Payment / SSL

Hi Chaps,

Bit of a newibe question regarding SSL Certificates and Payment Processing, I’m building an on-line shop and have got to the payment processing part.

I’m going down the Merchant Account / Payment Gateway route, rather than the third-party (PayPal) route.

What I need to know if whether I need to buy an SSL Certificate for my site as standard practice, and if I do, is it just the checkout/payment pages or the whole site?

If it is just the checkout pages, do I link to the pages through SSL like so:

<a href=“https://www.domain.com/checkout.php”>Continue to Checkout</a>

or would it automatically recognise that the page/directory is protected?

It depends how the integration to SagePay works. If they host the web page that is used to collect the payment information and your app never comes in contact with the credit card data then you should be out of pci scope.

If on the other hand your application does capture the credit card data then you’ll need to comply with the pci regs: https://www.pcisecuritystandards.org/security_standards/pci_pa_dss.shtml

You’ll also have to have your application audited for compliance (not fun plus expensive as an added bonus).

Is your app going to used primarily in the UK?

I can help answer the easy part: :slight_smile:

…or would it automatically recognize…
Using /etc/httpd/conf.d/ssl.conf (or .htaccess in a local directory) you can force all connections to checkout.php to be ssl only.
You might as well also put https in the link too.

Hold on though, if I’m getting Merchant Services to handle the money and say someone like SagePay to secure the payment from the customer, do I still need to worry about PCI PA_DSS compliance, or would SagePay be covered? Then I would just need to secure the connections?

Cool, thansk for the reply, are there resources/checklist on how to make sure that the application is PCI PA-DSS compliant?
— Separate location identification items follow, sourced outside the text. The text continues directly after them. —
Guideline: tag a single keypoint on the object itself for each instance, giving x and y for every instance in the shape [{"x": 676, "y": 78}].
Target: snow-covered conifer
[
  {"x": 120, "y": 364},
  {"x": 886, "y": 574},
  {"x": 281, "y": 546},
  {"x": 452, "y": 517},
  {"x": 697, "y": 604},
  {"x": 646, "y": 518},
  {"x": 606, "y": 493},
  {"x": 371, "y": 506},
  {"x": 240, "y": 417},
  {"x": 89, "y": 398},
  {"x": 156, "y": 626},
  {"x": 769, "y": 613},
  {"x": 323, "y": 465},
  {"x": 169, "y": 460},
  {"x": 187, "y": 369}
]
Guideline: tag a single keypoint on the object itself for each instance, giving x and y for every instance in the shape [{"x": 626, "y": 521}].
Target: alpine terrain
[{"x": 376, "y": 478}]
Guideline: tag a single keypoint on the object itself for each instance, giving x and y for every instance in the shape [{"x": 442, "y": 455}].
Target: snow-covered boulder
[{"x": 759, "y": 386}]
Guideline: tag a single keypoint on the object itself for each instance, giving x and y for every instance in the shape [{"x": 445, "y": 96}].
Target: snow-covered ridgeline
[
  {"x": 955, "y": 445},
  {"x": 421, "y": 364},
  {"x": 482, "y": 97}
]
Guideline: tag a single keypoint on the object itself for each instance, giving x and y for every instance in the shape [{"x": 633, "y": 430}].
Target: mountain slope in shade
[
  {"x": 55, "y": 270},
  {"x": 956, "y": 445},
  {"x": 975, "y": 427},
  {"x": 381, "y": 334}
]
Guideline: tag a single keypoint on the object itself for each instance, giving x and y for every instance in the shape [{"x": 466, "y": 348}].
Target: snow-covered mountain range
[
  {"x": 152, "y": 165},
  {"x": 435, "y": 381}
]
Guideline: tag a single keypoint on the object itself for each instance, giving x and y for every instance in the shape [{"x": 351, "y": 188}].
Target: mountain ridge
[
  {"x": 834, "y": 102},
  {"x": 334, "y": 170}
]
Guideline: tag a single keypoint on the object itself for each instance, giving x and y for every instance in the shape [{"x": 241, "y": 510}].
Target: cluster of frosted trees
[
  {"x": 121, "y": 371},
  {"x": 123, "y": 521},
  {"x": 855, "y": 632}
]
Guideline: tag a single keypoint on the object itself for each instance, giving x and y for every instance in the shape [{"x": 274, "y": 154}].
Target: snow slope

If you are going to host your own page for collecting the sensitive payment info, you are going to want to have that page secured with an ssl cert as a bare minimum. If you host that checkout page, you will also come into scope of the pci data security standards and your application must also be certified for pci pa-dss compliance.

A less painful solution would be to work with a payment gateway that offers a customizable secure checkout page such as www.paymentsgateway.com and their SWP Checkout solution. By using SWP Checkout, you and your application are pulled out of scope of PCI and you can also eliminate the need for an SSL cert.